Technical Abstract: Due to autoinfection and alloinfection, maize is susceptible to infection by Fusarium verticillioides resulting in diseases and contamination of maize kernels with the fumonisin mycotoxins. Attempts at controlling this fungus are currently being done with biocontrol agents such as bacteria and this includes bacterial endophytes such as Bacillus mojavensis. However, the fungus also produces fusaric acid that acts both as a phytotoxin and as an antibiotic as well as fumonisins that are phytotoxic and mycotoxic. The question now is can B. mojavensis reduce lesion development during the alloinfection process in maize, simulated by internode injection of the fungus?

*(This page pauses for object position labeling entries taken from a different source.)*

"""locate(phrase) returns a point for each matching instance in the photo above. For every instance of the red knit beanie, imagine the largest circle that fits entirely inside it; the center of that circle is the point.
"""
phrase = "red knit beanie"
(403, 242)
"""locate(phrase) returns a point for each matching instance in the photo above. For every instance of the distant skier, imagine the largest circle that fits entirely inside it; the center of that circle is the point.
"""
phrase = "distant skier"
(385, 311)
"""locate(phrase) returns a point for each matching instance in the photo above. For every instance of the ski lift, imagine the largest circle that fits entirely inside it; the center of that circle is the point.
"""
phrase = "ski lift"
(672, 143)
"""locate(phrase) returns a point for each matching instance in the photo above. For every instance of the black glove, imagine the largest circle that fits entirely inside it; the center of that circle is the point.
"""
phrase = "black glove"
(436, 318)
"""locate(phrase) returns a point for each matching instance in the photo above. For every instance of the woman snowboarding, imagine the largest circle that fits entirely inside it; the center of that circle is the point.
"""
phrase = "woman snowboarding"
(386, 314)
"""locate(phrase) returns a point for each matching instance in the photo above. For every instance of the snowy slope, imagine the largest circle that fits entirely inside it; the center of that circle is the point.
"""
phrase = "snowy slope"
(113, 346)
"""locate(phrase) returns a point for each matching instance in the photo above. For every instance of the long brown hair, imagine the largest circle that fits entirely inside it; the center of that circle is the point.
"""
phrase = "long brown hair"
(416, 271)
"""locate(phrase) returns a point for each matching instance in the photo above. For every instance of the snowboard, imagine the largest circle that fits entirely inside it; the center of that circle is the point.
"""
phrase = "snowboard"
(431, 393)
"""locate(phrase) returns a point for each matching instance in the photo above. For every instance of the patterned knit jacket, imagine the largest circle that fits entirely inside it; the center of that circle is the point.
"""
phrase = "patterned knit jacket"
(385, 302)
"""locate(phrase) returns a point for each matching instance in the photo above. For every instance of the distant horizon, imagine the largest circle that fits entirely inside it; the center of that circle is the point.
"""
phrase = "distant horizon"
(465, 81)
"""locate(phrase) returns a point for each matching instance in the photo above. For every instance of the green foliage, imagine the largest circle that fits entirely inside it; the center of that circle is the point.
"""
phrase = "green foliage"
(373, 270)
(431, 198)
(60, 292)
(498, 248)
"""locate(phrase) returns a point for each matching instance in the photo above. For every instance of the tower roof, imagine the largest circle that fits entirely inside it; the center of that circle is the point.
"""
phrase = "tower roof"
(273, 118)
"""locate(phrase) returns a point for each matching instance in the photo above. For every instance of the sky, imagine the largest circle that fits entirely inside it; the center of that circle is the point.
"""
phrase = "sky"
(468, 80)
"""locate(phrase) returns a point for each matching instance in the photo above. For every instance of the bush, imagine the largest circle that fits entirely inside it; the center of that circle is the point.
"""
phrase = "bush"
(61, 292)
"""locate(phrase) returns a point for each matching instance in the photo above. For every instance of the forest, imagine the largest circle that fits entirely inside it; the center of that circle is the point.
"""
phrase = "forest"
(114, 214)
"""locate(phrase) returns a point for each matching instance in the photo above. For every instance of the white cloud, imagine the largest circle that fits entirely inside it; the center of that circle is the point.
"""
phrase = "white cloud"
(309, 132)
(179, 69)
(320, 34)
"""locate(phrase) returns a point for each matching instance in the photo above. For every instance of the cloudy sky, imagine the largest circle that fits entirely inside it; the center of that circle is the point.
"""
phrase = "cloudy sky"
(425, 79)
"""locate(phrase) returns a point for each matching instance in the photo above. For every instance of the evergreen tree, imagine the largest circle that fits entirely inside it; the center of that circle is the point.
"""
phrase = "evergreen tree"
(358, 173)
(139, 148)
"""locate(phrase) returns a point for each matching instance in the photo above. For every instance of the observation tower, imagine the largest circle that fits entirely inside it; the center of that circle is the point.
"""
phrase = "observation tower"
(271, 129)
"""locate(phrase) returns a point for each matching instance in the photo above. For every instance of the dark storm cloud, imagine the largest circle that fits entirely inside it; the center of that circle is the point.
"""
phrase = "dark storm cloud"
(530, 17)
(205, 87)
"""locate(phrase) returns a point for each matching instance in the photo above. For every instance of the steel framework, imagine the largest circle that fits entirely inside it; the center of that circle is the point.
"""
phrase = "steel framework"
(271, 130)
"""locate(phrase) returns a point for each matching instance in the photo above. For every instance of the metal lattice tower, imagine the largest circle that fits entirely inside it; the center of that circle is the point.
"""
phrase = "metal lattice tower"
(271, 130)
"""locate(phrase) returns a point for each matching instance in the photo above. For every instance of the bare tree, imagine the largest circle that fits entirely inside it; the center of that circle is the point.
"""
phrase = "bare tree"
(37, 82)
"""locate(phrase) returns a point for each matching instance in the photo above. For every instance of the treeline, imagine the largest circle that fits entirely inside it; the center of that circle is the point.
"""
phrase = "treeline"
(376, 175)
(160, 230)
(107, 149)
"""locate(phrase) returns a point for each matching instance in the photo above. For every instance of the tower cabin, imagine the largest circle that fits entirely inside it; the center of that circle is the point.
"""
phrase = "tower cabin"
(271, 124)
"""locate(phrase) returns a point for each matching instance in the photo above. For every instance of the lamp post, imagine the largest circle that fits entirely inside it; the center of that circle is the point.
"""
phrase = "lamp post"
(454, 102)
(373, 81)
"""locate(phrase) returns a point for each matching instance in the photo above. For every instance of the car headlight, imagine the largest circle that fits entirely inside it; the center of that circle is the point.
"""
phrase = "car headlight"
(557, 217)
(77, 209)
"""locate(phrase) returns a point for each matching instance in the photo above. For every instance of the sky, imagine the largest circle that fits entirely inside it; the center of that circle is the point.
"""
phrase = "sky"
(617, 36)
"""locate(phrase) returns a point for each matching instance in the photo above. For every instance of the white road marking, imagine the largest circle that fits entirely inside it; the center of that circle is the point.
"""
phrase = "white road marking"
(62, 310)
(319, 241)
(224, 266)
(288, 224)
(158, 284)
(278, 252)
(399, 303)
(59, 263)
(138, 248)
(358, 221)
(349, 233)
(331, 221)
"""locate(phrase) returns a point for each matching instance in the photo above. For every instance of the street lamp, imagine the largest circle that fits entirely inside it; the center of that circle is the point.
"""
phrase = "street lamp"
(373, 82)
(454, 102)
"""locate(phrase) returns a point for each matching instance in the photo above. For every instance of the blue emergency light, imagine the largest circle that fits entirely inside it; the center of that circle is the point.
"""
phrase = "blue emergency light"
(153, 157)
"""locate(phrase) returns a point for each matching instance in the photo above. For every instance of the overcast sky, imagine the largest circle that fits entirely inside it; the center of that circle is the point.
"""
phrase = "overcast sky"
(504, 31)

Strains of fusaric acid tolerant mutants of B. mojavensis were used in a growth room study to determine the development of stalk lesions indicative of maize seedling blight by co-inoculations with wild type and non-fusaric acid producing mutants of F. verticillioides. Lesions were measured on 14-day-old maize stalks consisting of treatment groups inoculated with and without mutants and wild type strains of bacteria and fungi. The results indicate that the fusaric acid tolerant B. mojavensis mutant reduced stalk lesions, suggesting an in planta role for this substance as an antibiotic. Further, lesion development occurred in maize infected with F. verticillioides mutants that are non-fusaric acid producers, indicating a role for other phytotoxins such as the fumonisins. Thus, additional pathological components should be examined before strains of B. mojavensis can be identified as being effective as a biocontrol agent, particularly for the control seedling disease of maize.